Downstream tasks that followed later, such as single-sentence use-cases (eg text classification), turned out to work too with BERT, however the [SEP] was left as a relict for BERT to work properly and thus is needed even for these tasks.后来的下游任务，例如单句用例（例如文本分类），结果证明也适用于 BERT，但是[SEP]是 BERT 正常工作的遗物，因此即使对于这些任务也需要任务。
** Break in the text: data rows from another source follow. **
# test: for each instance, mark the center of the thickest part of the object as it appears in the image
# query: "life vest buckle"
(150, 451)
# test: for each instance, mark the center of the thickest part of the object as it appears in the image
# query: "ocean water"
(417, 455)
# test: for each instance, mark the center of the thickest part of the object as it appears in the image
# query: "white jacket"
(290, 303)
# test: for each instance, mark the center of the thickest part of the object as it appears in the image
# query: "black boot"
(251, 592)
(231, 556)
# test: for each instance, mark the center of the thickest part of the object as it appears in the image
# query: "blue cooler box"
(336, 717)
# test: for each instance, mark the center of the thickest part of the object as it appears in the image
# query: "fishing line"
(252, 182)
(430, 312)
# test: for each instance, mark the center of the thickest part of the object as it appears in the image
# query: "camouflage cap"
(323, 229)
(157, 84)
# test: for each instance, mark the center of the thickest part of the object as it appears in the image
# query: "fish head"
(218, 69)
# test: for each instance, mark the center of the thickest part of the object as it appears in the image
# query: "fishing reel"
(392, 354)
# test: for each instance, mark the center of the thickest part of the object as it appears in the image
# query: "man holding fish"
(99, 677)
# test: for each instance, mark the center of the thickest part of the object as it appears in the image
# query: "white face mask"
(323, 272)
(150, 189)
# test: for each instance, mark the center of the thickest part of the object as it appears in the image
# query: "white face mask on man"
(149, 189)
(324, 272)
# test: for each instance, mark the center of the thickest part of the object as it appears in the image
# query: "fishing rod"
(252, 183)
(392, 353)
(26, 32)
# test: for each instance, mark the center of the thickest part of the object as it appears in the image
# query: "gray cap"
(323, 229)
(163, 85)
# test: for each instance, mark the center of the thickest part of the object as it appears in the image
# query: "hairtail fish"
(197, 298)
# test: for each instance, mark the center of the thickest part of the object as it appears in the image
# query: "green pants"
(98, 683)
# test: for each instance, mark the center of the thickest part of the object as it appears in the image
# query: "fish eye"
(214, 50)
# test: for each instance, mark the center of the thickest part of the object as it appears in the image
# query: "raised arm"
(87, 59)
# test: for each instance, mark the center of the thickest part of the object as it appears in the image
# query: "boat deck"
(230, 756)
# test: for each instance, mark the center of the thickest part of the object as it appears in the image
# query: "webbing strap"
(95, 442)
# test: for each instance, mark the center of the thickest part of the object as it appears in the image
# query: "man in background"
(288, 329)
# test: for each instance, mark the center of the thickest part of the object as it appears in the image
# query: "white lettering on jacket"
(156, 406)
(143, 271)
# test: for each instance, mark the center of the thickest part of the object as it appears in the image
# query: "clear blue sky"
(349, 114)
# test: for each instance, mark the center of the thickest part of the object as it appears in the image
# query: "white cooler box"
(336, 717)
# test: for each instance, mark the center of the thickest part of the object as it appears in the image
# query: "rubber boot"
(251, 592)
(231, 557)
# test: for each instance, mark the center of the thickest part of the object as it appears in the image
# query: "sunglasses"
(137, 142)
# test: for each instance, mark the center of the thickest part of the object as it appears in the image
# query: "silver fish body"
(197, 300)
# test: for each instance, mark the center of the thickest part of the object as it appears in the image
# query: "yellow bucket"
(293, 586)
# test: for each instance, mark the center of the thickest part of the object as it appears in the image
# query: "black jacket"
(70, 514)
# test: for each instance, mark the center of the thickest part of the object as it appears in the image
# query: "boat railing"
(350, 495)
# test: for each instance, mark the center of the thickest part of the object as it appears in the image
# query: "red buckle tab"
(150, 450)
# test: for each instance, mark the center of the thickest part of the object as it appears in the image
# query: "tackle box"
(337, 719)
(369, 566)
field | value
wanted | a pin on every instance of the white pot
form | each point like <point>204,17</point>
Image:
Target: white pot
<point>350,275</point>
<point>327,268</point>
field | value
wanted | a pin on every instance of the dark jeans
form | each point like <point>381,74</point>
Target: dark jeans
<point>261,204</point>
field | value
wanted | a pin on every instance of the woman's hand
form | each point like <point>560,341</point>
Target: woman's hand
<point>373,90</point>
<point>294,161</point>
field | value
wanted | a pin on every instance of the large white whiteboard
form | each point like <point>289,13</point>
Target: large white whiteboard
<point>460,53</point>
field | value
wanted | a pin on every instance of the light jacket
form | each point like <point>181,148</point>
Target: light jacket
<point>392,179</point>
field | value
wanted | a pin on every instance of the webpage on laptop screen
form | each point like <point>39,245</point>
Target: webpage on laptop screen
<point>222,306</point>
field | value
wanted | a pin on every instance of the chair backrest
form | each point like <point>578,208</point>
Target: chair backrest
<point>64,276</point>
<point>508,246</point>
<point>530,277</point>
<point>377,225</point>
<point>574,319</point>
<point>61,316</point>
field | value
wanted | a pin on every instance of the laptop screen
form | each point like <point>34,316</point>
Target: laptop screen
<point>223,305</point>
BERT might learn faster, if [SEP] is appended at the end of a single sentence, because it encodes somewhat of a knowledge in that token, that this marks the end of the input.如果将[SEP]附加在单个句子的末尾，BERT 可能学得更快，因为它在该标记中编码了一些知识，这标志着输入的结束。 Without it, BERT would still know where the sentence ends (due to the padding tokens), which explains that fore mentioned research leaves away the token, but this might slow down training slightly, since BERT might be able to learn faster with appended [SEP] token, especially if there are no padding tokens in a truncated input.没有它，BERT 仍然会知道句子结束的位置（由于填充标记），这解释了前面提到的研究遗漏了标记，但这可能会稍微减慢训练速度，因为 BERT 可能能够通过附加的[SEP]标记，尤其是在截断的输入中没有填充标记的情况下。

As mentioned in BERT's paper , BERT is pre-trained using two novel unsupervised prediction tasks: Masked Language Model and Next Sentence Prediction.正如BERT 的论文中提到的，BERT 是使用两个新颖的无监督预测任务进行预训练的：Masked Language Model 和 Next Sentence Prediction。 In Next Sentence Prediction task, the model takes a pair of sentences as input and learns to predict whether the second sentence is the next sequence in original document or not.在 Next Sentence Prediction 任务中，模型将一对句子作为输入，并学习预测第二个句子是否是原始文档中的下一个序列。

Accordingly, I think the BERT model uses the relationship between two text sentences in text classification task as well as other tasks.因此，我认为 BERT 模型在文本分类任务以及其他任务中使用了两个文本句子之间的关系。 This relationship can be used to predict if these two sentences belong to the same class or not.这种关系可用于预测这两个句子是否属于同一类。 Therefore, the [SEP] token is needed to merge these two sentences and determine the relationship between them.因此，需要[SEP]令牌来合并这两个句子并确定它们之间的关系。